De aftrek geldt ook als het gaat om een lid van het gezin (kind, partner, broer of zus) met een beperking, die vanuit een gezamenlijke huishouding in een instelling is gaan wonen en die u daar bezoekt. Omdat er geen leeftijdsgrenzen gelden voor degene die u bezoekt, kunt u de reiskosten voor het bezoek aan uw kind, partner, broer of zus dus ook aftrekken als zij al jaren in een instelling wonen. Ook als u zelf inmiddels ergens anders bent gaan wonen, op méér dan 10 kilometer van die instelling.
- Reisde u per auto, dan kunt u een vast bedrag van € 0,19 per kilometer aftrekken.
- Reisde u per openbaar vervoer of taxi, dan kunt u de werkelijke kosten aftrekken. U moet die kosten wel kunnen aantonen, dus de vervoersbewijzen bewaren. Denk aan de facturen van de taxi, treinkaartjes of prints van de overzichten van uw OV-chipkaart.
Mijn kind woonde bij mijn ex-partner en is van daaruit in een instelling gaan wonen. Kan ik voor mijn bezoeken aan dit kind ook gebruik maken van de aftrek van reiskosten voor ziekenbezoek?
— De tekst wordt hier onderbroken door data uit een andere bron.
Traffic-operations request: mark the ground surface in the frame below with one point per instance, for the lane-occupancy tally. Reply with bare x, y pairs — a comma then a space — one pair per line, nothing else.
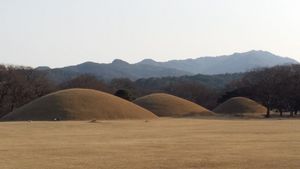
164, 143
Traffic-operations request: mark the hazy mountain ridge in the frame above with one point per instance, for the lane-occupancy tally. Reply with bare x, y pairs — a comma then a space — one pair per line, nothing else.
116, 69
235, 63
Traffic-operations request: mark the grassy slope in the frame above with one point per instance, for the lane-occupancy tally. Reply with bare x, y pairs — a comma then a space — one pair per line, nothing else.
165, 143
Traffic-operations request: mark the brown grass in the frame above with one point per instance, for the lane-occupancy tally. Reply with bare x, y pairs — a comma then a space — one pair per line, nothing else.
171, 106
240, 106
158, 144
79, 104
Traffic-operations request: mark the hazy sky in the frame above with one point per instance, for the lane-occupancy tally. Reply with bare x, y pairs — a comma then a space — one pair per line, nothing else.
65, 32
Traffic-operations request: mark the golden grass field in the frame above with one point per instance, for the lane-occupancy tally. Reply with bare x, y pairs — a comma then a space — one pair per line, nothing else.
164, 143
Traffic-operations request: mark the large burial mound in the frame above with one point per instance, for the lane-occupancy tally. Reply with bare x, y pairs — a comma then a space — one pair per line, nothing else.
240, 106
79, 104
171, 106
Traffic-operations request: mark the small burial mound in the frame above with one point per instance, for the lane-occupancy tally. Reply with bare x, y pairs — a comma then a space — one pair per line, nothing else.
240, 106
166, 105
79, 104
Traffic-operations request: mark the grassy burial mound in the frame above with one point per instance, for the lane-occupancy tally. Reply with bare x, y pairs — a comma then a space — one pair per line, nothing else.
79, 104
240, 106
171, 106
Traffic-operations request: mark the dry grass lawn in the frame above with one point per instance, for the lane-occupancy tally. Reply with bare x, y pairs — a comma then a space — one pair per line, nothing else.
164, 143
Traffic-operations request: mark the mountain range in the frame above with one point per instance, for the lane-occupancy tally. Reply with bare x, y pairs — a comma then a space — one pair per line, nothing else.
235, 63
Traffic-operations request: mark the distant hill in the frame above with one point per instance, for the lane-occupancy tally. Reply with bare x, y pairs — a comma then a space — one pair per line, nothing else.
235, 63
116, 69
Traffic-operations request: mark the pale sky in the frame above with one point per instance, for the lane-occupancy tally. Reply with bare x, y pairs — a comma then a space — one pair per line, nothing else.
65, 32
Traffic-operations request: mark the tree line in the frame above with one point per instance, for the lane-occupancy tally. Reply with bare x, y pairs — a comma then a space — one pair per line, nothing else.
277, 88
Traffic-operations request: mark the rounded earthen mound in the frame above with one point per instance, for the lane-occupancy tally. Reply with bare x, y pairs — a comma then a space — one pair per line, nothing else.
171, 106
240, 106
79, 104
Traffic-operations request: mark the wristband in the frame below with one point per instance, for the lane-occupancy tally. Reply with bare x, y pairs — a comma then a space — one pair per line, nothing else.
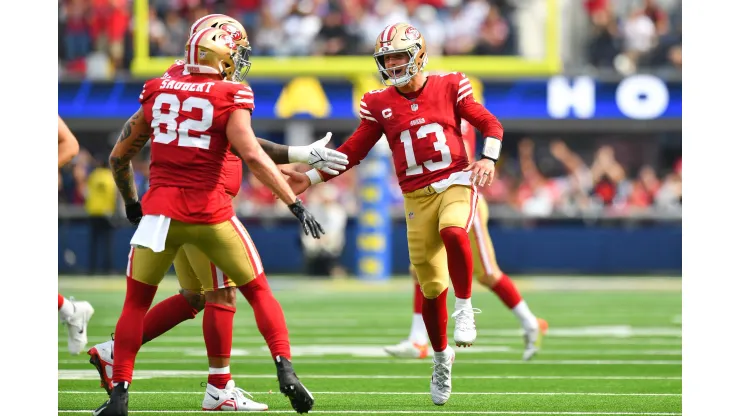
491, 148
314, 176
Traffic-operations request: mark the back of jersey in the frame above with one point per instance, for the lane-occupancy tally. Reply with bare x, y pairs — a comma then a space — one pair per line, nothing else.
188, 114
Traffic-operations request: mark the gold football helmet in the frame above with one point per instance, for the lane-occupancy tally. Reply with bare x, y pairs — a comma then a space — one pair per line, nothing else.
212, 51
400, 38
237, 32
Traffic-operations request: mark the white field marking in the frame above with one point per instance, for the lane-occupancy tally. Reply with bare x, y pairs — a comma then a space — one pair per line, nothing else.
375, 340
410, 393
413, 412
264, 360
150, 374
605, 331
298, 350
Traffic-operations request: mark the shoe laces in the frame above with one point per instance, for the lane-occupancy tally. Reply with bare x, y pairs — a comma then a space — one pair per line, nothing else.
441, 374
464, 318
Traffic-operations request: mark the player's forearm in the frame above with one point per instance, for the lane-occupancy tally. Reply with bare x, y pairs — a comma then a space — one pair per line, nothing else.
132, 139
266, 171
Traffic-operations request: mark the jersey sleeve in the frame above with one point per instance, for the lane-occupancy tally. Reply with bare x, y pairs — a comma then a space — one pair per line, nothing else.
463, 89
241, 97
365, 104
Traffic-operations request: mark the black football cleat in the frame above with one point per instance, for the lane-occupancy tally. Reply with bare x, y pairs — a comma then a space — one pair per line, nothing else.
117, 404
300, 398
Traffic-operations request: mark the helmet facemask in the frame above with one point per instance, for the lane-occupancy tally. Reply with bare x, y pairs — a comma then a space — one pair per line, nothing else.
408, 70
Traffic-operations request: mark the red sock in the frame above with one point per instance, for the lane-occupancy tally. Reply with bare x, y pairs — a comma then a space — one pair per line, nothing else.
418, 297
218, 330
269, 316
434, 312
166, 315
507, 292
130, 327
459, 260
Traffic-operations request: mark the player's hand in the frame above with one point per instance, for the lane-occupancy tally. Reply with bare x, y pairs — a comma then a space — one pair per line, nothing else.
318, 156
134, 213
307, 220
482, 172
298, 181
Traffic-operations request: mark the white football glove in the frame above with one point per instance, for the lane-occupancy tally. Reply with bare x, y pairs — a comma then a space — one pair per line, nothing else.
318, 156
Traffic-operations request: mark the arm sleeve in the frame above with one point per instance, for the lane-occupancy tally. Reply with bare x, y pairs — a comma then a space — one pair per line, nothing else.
480, 117
358, 145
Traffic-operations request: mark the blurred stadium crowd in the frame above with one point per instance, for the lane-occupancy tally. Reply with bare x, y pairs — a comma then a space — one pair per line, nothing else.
96, 36
536, 177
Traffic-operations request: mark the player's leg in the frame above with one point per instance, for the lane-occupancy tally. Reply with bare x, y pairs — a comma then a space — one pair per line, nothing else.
417, 344
162, 317
75, 315
456, 214
488, 273
230, 248
429, 258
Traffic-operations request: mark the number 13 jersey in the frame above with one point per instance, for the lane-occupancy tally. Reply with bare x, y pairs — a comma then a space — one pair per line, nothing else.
190, 151
424, 133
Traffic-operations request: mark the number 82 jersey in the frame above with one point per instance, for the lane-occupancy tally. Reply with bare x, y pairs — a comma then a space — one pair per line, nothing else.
189, 150
423, 133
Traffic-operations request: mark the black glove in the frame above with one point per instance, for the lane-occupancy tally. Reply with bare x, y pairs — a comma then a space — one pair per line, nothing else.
133, 213
307, 220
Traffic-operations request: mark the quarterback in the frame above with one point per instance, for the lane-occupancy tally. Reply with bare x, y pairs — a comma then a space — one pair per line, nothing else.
420, 115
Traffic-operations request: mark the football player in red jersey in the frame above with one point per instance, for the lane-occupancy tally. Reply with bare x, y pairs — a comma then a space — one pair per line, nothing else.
194, 119
420, 116
73, 313
488, 274
190, 263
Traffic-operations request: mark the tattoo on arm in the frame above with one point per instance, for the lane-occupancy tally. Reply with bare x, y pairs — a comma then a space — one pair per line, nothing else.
130, 142
277, 152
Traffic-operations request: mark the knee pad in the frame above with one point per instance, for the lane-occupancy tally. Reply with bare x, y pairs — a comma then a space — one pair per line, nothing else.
432, 290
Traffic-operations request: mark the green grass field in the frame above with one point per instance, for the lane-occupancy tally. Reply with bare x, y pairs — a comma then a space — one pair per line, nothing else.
614, 348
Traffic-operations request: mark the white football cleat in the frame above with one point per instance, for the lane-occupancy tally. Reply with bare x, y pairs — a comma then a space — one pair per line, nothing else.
77, 325
101, 357
441, 384
465, 332
533, 339
407, 349
230, 399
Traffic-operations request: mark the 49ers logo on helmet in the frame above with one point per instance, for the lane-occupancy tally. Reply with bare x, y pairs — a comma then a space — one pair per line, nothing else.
412, 33
235, 33
229, 41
Dat hangt ervan af. De eis die de wetgever stelt is dat uw kind ‘bij aanvang van de ziekte of invaliditeit’ waarvoor het elders wordt verpleegd, deel uitmaakte van hetzelfde huishouden als u. Leidend is dat u op hetzelfde adres ingeschreven stond in de gemeentelijke Basisregistratie personen (BRP). Er zijn daardoor twee mogelijkheden.
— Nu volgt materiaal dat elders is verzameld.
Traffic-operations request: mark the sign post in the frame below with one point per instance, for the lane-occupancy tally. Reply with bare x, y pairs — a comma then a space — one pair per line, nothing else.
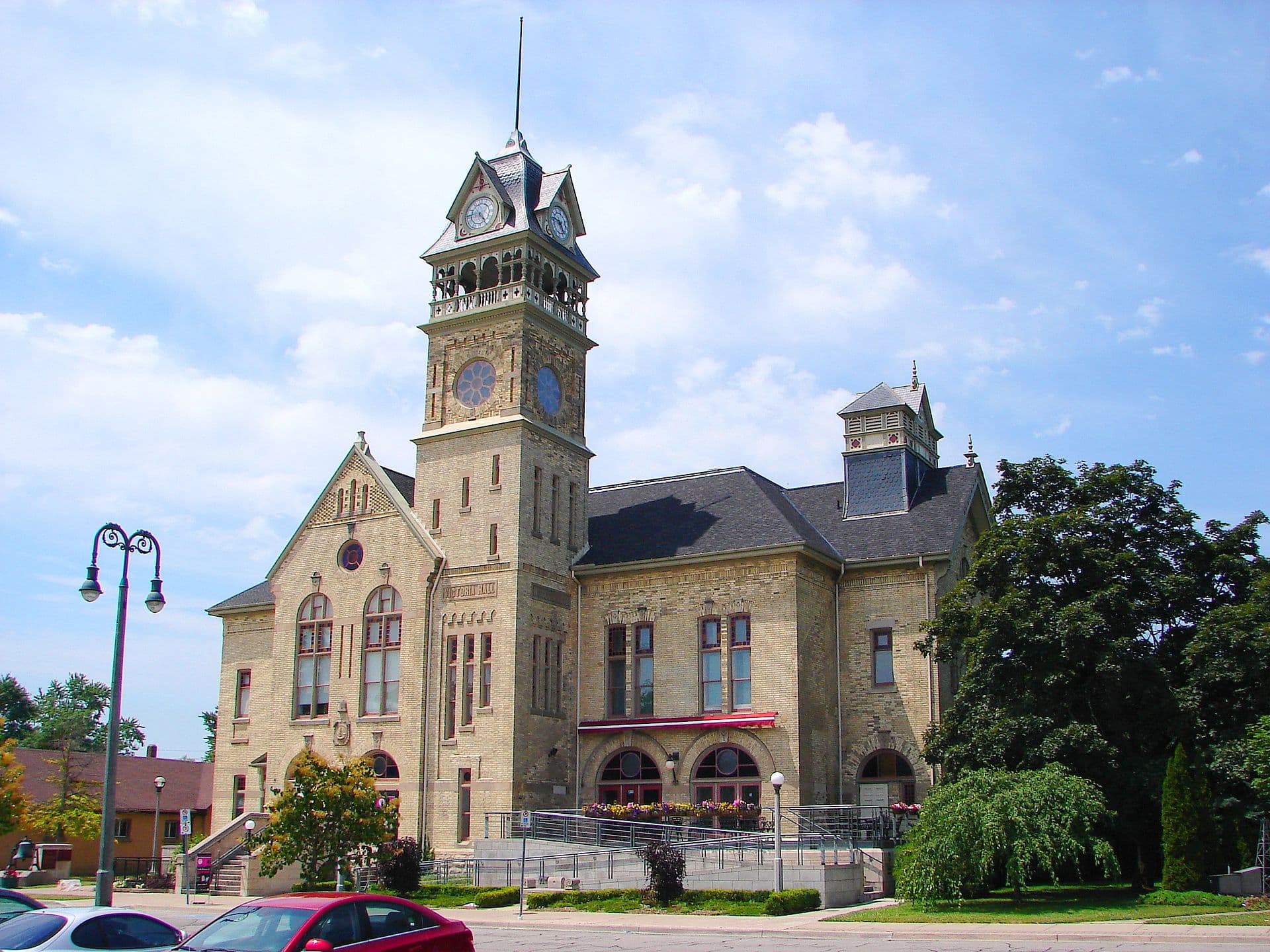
526, 822
186, 829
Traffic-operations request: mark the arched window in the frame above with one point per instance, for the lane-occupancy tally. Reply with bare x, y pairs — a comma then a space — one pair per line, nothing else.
630, 777
879, 772
724, 776
313, 658
381, 648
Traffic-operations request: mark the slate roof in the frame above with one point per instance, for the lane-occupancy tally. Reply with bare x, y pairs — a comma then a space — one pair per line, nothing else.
189, 782
930, 526
701, 513
404, 484
884, 397
258, 594
523, 179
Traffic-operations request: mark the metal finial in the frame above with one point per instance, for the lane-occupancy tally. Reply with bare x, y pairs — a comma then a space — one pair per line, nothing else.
520, 59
- Was uw kind al ziek of gehandicapt op het moment dat u uit elkaar ging, dan kunt u de reiskosten wel aftrekken. Ook al werd uw kind op dat moment nog thuis verpleegd.
- Is uw kind pas ziek geworden of gehandicapt geraakt op het moment dat u al ergens anders woonde, dan kunt u uw reiskosten niet aftrekken.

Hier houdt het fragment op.